Adopting Bella. I turned the words over in my head, making sure I’d heard correctly and absorbing the realization that this conversation wasn’t about dating or sex or anyone getting naked.

Once my little head got over that disappointment, the other one took over the thinking.

I looked down at the very good girl at my feet.

Cami continued. “I know it’s a lot to ask, a big responsibility, but—”

“Yes. I’m saying yes to the pup. You’re right, I want to be her person.”

Cami smiled and her shoulders dropped. I was no tactical agent and I didn’t have the extensive training in reading people that they received, but I understood the basics.

My answer had shifted something in her. It had changed her view of me.

She was less wary, more open. All that and a dog I already loved. Hot damn, this was my lucky day.

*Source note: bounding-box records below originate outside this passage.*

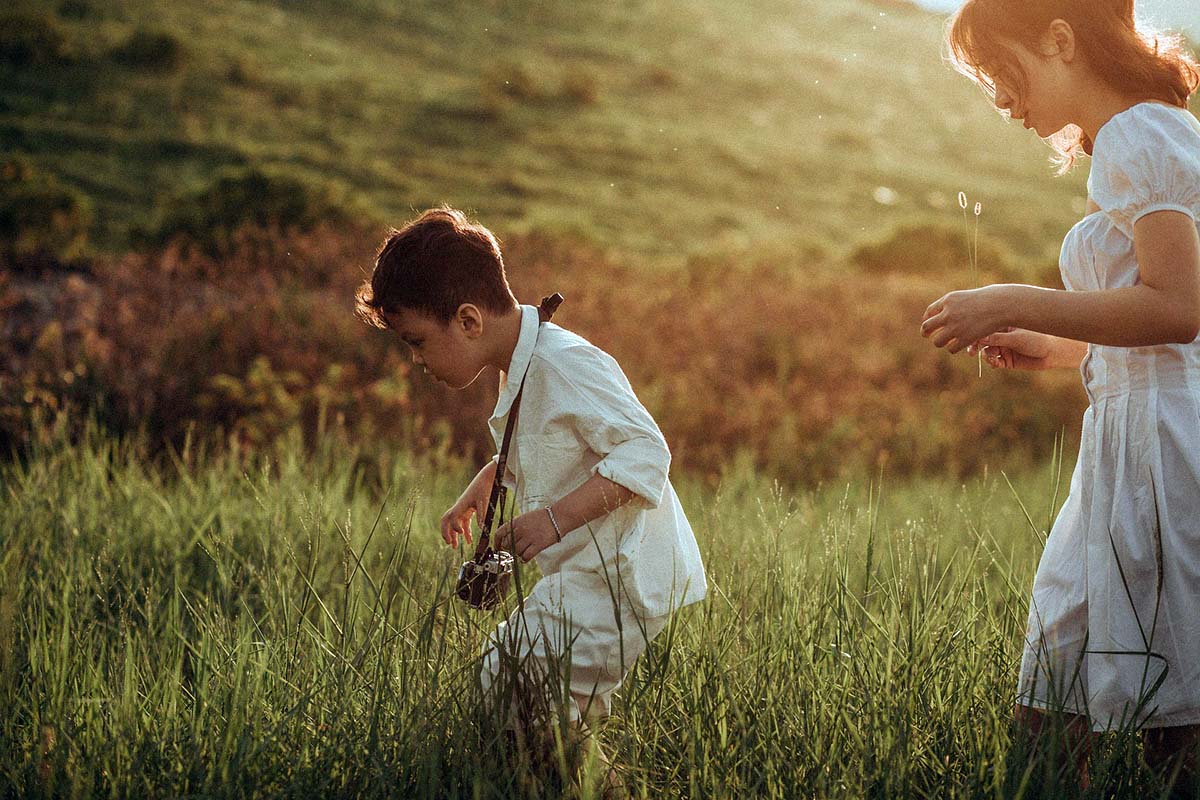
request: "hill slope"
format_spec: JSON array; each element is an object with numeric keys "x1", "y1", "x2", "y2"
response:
[{"x1": 0, "y1": 0, "x2": 1190, "y2": 264}]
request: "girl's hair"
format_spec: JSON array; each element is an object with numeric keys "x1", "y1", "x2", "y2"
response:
[{"x1": 947, "y1": 0, "x2": 1200, "y2": 174}]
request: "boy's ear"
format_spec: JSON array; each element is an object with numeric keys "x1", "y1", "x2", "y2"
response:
[
  {"x1": 1042, "y1": 19, "x2": 1075, "y2": 64},
  {"x1": 454, "y1": 302, "x2": 484, "y2": 339}
]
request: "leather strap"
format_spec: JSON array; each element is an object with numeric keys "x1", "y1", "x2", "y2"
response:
[{"x1": 475, "y1": 291, "x2": 563, "y2": 564}]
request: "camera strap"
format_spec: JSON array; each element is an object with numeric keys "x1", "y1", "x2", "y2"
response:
[{"x1": 475, "y1": 291, "x2": 563, "y2": 564}]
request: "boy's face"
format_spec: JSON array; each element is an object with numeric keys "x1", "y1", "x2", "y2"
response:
[{"x1": 384, "y1": 305, "x2": 486, "y2": 389}]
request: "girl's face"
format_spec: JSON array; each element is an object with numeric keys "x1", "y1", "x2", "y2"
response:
[{"x1": 992, "y1": 33, "x2": 1074, "y2": 139}]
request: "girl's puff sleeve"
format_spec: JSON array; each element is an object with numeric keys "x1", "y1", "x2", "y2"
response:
[
  {"x1": 540, "y1": 348, "x2": 671, "y2": 509},
  {"x1": 1088, "y1": 104, "x2": 1200, "y2": 239}
]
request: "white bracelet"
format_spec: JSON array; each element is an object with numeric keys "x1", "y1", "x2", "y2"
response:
[{"x1": 546, "y1": 506, "x2": 563, "y2": 541}]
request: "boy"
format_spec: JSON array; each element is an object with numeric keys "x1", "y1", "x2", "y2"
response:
[{"x1": 356, "y1": 207, "x2": 706, "y2": 777}]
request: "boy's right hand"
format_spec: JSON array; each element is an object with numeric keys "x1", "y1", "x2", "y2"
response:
[{"x1": 442, "y1": 462, "x2": 496, "y2": 547}]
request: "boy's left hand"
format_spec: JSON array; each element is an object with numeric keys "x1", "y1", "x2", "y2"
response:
[
  {"x1": 496, "y1": 509, "x2": 558, "y2": 561},
  {"x1": 920, "y1": 285, "x2": 1008, "y2": 353}
]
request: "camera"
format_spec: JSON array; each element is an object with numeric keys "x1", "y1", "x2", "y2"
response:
[{"x1": 455, "y1": 548, "x2": 512, "y2": 610}]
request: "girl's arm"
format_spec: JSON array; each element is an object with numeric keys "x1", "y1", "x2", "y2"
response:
[{"x1": 920, "y1": 211, "x2": 1200, "y2": 353}]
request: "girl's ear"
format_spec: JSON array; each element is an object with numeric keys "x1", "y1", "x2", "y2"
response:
[
  {"x1": 454, "y1": 302, "x2": 484, "y2": 339},
  {"x1": 1042, "y1": 19, "x2": 1075, "y2": 64}
]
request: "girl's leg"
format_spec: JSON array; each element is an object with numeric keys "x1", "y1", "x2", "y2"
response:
[
  {"x1": 1013, "y1": 705, "x2": 1092, "y2": 790},
  {"x1": 571, "y1": 694, "x2": 626, "y2": 800},
  {"x1": 1141, "y1": 724, "x2": 1200, "y2": 800}
]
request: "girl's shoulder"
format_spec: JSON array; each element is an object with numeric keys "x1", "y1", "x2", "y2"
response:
[
  {"x1": 1088, "y1": 103, "x2": 1200, "y2": 237},
  {"x1": 1092, "y1": 102, "x2": 1200, "y2": 163}
]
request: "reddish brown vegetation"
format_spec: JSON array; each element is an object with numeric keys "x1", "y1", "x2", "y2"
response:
[{"x1": 0, "y1": 229, "x2": 1084, "y2": 482}]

I patted Bella’s head and she stared up at me with liquid brown eyes. “I do have to travel sometimes for my job. Maybe you’d know someone who could help out with her when I do.”

“I’ll do it,” she said immediately. “Bella can stay with me anytime. I’ll take her to work with me so she won’t have to be alone.”

“I’d appreciate that.” And I liked that it meant Cami would stay in my life long after the current situation with Scott and the drugs and what appeared to be a coming clusterfuck were behind us. Holy shit, I didn’t realize how much I wanted that until I heard her agree to it.

I dropped my gaze and stared at her mouth, pink and puffy and ready to be kissed.

Her tongue darted out and licked her lower lip.

I was hard in a split second. I knew she would taste like blueberries and syrup and lust. I slowly lifted my gaze back to hers.

Her eyes were wide, her pupils blown, her breath coming in quick pants.

I mustered my patience and waited for her to make the next move.

After that, I would pull her into my arms and wrap myself around her petite, curvy body and make her pant even harder.

But first, I needed to know if she wanted me as much as I wanted her.

She leaned closer, her lips now inches from mine, and closed her eyes.

Pounding on the door made us jump. Her forehead crashed into my jaw. Bella whined. I was on my feet and headed for the door when the asshole outside banged again. I stopped by the small table that was inside the apartment door, where I’d placed my stun gun for easy reach.

“Police! We have a warrant! Open the door!”

I peered through the peephole and my heart sank. My lucky day was blown right out of the fucking water. It really was the cops, and I had a sinking feeling I knew why they were there.